— Сейчас американское какао будем пить, — с теплом посмотрел на Светлану, Борисов засек этот взгляд. — После войны, Лана, я приглашу вас вместе, — говоря о Борисове, он даже не посмотрел на него, — к себе в Липецк на чай из наших знаменитых самоваров, — он развернул кубик какао, отделил промасленную одежку, приоткрыл дверцу буржуйки и швырнул обертку в полыхающее нутро, — и будем мы вспоминать нынешний день, сидение в этой вот кухне и заморское какао…
— Если останемся живы.
— Останемся, — убежденно произнес моряк — он был оптимистом. Медали на его груди звякнули.
Борисов подумал, что загадывать нельзя, но в эту лютую зиму надо сохранить хоть пятнышко, хоть маленький комочек тепла в себе самом — то самое, что потом может продлить жизнь, — главное сейчас — устоять на ногах. А если не удастся устоять? Борисов отметил, что не за себя он боится — в этот миг он боялся за Светлану. И моряк-спаситель тоже за нее боится. Но моряку он соперником не будет — уступит. Рот у Борисова неожиданно задергался. Человек никогда не ходит прямым путем, хотя знает, что прямая — это кратчайшее расстояние между двумя точками, часто он движется к цели кривым маршрутом, шарахается из одной стороны в другую, возвращается назад, потом снова кидается в крайность и, наконец, с большими муками достигает финиша. А иногда и вообще не достигает.
Ну почему бы моряку не сказать Борисову, что ему дорога эта худая изможденная женщина с крупными темными глазами и нежным обвядшим лицом?
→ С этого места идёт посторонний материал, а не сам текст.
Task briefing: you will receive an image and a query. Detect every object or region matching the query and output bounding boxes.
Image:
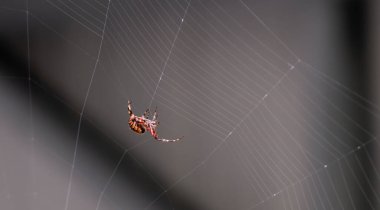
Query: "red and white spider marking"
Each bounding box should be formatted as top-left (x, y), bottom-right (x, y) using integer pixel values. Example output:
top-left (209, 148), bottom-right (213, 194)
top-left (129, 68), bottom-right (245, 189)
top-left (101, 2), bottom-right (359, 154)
top-left (128, 101), bottom-right (183, 142)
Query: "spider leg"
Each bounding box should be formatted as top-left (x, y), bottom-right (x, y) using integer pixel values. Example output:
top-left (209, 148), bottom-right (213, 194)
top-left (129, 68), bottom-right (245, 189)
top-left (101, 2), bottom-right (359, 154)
top-left (148, 124), bottom-right (183, 142)
top-left (152, 106), bottom-right (158, 121)
top-left (156, 136), bottom-right (183, 142)
top-left (143, 109), bottom-right (150, 118)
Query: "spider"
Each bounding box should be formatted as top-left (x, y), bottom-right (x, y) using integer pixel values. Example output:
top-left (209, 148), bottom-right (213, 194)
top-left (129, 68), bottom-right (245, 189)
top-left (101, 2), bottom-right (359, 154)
top-left (128, 101), bottom-right (183, 142)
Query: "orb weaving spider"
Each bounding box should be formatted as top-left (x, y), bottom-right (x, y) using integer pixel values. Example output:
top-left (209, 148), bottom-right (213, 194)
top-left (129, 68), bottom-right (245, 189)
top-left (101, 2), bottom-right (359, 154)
top-left (128, 101), bottom-right (183, 142)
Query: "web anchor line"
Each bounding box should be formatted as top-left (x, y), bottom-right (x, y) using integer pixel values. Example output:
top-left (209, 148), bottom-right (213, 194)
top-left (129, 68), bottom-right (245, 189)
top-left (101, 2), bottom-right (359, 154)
top-left (144, 59), bottom-right (301, 210)
top-left (64, 0), bottom-right (111, 210)
top-left (148, 0), bottom-right (191, 108)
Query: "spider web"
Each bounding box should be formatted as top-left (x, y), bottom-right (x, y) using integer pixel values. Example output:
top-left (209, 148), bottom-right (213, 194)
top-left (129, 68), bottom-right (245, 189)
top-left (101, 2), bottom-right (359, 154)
top-left (0, 0), bottom-right (380, 210)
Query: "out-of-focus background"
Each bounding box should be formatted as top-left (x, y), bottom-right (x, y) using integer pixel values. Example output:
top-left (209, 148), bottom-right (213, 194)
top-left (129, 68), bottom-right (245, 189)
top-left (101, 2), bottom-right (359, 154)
top-left (0, 0), bottom-right (380, 210)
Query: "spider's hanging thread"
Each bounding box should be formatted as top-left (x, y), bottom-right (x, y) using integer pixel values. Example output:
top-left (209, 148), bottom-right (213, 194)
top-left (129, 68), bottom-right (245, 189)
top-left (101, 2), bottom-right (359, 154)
top-left (128, 101), bottom-right (183, 142)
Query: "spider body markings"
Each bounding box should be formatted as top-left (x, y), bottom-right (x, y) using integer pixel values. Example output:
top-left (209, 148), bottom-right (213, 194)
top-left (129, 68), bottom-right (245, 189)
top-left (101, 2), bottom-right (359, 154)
top-left (128, 101), bottom-right (182, 142)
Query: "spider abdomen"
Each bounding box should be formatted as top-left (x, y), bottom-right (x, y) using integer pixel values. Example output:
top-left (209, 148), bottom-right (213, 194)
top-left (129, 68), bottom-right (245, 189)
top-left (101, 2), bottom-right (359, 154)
top-left (128, 120), bottom-right (145, 133)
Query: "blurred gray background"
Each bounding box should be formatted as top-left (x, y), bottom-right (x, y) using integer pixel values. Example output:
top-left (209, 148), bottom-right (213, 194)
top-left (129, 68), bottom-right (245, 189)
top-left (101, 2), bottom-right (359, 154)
top-left (0, 0), bottom-right (380, 210)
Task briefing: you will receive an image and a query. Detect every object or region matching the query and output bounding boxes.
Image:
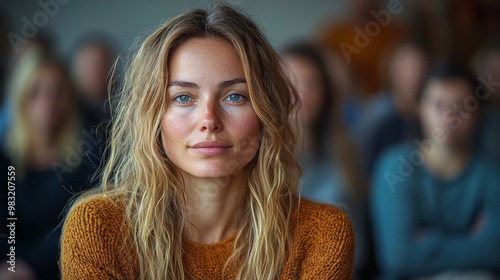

Сказал бы — и все! А вместо этого он к себе на чай в какой-то далекий, может быть, вовсе не существующий Липецк зовет.
— Приедете ко мне в Липецк? — спросил морячок.
— Приедем, — кивнул Борисов.
Моряк отвернул рукав форменки, поглядел на часы. Часы у него были диковинные, кажется, немецкие, с косой частой решеточкой, схожей с автомобильными спицами. В промежутках между спицами посвечивали черной синевой цифры.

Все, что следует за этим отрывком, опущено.